- Folha de S. Paulo
Presidente eleito e sua seita de esquisitos podem quebrar o setor
Ainda que todos os diagnósticos de Jair Bolsonaro sobre meio ambiente e terras indígenas estivessem corretos, cumpriria perguntar: "As terapias que propõe são eficazes?". Note-se: nem dá para saber se ele acerta ao apontar os problemas porque é impossível obter desse arauto de uma nova era um enunciado compreensível, com sujeito, verbo (sem a vírgula no meio), complementos e seus adjuntos. Com alguma frequência, ele se aborrece com a gente e larga o raciocínio pelo caminho.
Outra pergunta: os programas ambientais em curso no país e as metas estabelecidas de redução de emissão de carbono, por exemplo, concorrem para diminuir a produção agropecuária? Os empresários de alta performance do setor respondem com todas as três letras: "Não!".
Na verdade, dizem eles, o fato de o Brasil ter passado a gozar de boa reputação na área e de ser visto, em alguns casos, como referência no respeito ao meio ambiente contribui para abrir as portas do mercado mundial.
Mas vem coisa ruim por aí. A Folha informou na quarta que as ONGs que acompanham a Conferência do Clima na Polônia (COP-24) já transformaram o Brasil em um de seus alvos. Irrelevante? Gritaria inútil? Elas que se danem? Não há certeza absoluta de que os desequilíbrios climáticos e a elevação da temperatura do planeta se devam a fatores antropogênicos? Digamos que tudo isso seja verdade. E daí?
Tenho conversado com muita gente ligada ao agronegócio. Não me refiro a madeireiros disfarçados de produtores rurais. Nenhuma das brigas retóricas que Bolsonaro comprou até agora seria favorável ao setor se seus vitupérios virassem políticas públicas.
Vamos lá. Quanto dos 13% do território brasileiro ocupados por reservas indígenas teria viabilidade econômica para a produção de alimento? "Muito pouco", asseguram. As exceções não justificam a difamação internacional a que o país ficaria exposto diante da suspeita de que comunidades tradicionais estariam sendo submetidas à força a processos de aculturação.
Não! Os produtores não estão nem aí para a gritaria das ONGs e das esquerdas. Eles temem seus concorrentes mundo afora. O Brasil é hoje uma potência agropecuária justamente por se submeter a leis ambientais restritivas e disciplinadoras que forçaram um salto de qualidade e de produtividade.
A hostilidade ao Acordo de Paris, por exemplo, beira o surrealismo. Boa parte dos signatários não vai cumprir as metas acordadas. Já não está cumprindo, conforme atesta a COP-24. Mas ninguém saiu por aí fazendo mira contra o dito-cujo.
E vai acontecer o quê? Nada. Haverá algo parecido com escusas, novas promessas, e a vida segue. Como? Bolsonaro é um homem muito sincero e não aceita esse teatro hipócrita das relações internacionais?
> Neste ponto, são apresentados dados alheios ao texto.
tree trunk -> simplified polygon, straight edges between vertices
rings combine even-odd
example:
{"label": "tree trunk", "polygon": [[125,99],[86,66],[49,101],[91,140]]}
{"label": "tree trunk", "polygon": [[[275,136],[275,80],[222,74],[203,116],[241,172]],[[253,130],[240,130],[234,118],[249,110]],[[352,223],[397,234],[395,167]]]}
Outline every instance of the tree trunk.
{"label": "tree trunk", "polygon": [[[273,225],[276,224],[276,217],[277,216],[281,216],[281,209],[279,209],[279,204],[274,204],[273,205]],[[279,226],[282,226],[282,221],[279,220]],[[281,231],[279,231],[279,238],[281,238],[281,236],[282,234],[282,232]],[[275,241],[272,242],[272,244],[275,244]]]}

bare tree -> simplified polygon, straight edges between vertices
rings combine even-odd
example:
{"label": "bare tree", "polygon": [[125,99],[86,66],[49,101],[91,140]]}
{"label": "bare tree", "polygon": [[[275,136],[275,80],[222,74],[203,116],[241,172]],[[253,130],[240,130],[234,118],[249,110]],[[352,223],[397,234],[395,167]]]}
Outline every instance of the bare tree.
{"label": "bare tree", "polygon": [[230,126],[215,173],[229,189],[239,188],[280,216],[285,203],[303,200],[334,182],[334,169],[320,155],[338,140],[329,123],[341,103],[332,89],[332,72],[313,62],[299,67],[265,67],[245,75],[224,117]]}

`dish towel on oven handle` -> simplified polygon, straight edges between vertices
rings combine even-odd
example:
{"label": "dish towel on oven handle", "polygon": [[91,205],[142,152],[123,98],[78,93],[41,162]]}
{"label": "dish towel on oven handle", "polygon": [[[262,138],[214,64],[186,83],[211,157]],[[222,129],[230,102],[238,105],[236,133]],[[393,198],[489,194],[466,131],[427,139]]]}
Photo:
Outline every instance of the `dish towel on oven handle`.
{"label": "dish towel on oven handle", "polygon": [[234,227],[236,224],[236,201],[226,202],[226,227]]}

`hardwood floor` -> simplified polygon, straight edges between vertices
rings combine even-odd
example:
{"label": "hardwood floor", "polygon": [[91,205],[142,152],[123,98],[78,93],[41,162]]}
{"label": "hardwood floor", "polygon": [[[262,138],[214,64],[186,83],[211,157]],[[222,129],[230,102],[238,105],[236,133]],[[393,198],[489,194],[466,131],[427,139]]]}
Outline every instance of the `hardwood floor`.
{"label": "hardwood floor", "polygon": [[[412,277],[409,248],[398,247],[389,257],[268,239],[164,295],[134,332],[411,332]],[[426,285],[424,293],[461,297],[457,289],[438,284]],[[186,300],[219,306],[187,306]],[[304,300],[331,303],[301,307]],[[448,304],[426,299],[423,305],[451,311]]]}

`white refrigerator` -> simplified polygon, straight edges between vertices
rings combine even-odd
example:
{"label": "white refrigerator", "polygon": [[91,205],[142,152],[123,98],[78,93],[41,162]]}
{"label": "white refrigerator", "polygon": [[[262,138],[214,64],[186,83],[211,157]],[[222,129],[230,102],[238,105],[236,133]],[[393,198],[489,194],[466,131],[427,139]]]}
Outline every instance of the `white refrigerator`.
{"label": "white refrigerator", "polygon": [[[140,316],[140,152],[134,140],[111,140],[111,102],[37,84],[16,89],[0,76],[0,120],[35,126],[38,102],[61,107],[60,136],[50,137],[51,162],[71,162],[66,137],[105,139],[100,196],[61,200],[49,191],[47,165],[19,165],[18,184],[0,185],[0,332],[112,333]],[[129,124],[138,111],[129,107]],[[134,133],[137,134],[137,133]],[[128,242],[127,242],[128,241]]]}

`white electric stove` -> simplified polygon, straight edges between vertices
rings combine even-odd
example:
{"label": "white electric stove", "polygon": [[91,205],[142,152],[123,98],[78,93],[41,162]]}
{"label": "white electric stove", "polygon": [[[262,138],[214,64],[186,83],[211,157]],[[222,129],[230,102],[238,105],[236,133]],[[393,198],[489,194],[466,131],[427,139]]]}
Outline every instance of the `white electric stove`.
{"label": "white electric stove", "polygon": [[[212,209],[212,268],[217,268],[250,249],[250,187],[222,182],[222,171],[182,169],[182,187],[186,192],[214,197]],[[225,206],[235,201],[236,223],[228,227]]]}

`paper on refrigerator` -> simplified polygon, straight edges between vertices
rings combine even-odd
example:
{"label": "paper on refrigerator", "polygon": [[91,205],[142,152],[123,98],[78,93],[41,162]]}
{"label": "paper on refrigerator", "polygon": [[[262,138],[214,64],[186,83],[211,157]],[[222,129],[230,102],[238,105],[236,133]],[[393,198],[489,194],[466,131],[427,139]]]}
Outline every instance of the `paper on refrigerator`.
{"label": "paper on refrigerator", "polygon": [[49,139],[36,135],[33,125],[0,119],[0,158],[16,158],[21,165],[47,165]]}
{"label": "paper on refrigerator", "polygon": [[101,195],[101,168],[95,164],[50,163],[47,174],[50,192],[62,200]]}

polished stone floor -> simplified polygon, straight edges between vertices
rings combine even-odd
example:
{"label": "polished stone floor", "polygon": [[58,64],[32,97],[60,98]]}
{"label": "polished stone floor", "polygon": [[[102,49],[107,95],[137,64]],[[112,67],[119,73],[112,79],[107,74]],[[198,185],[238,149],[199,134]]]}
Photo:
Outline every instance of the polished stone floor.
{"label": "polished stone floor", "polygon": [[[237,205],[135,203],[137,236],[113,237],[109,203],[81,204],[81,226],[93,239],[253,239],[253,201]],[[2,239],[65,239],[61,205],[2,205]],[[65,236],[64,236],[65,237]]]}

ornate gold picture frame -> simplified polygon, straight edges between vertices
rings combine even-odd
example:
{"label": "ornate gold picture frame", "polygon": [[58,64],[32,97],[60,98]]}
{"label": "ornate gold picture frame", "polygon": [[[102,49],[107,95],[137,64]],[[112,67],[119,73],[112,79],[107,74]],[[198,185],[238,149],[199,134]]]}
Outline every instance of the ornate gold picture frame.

Então que vá brincar de soldadinho de chumbo e de Forte Apache!
Acusar o Acordo de Paris, como faz o presidente eleito, de ser expressão de uma tramoia para internacionalizar parte do nosso território por intermédio do tal "Triplo A" —a faixa ecológica que uniria Andes, Amazônia e Atlântico— é de uma estultice que só não choca seu futuro chanceler, Ernesto Araújo, aquele que reza para o "Deus de Trump", o esquisitão que prepara a futura recessão americana, à qual o bolsonarismo quer atrelar o nosso destino. Quem reivindica o tal corredor é uma ONG colombiana e nada tem a ver com o acordo sobre o clima, que, convenham, cria mais dificuldades para a França, como se vê, do que para o Brasil.
Na entrevista coletiva que concedeu na quarta, Bolsonaro fez referência à coluna que escrevi aqui no dia 16 de novembro, em que afirmei que ele "acerta quando recua e erra quando avança". Com gramática solipsista, viu nela coisa "de pessoas 'más-intencionadas' (sic)", que não teriam ainda engolido a sua vitória.
Besteira. O que se tenta evitar é que uma política de décadas de conquista de mercados mundo afora, com resultados formidáveis, seja sacrificada no altar capenga de uma seita de esquisitos, convicta de que estamos exportando soja, milho e carne e importando comunismo, como asseveram velhos e moços gagás.
Parafraseando Antero de Quental, há malucos que precisariam de 50 anos a menos de idade, o que justificaria tamanha tolice, ou de 50 a mais de reflexão.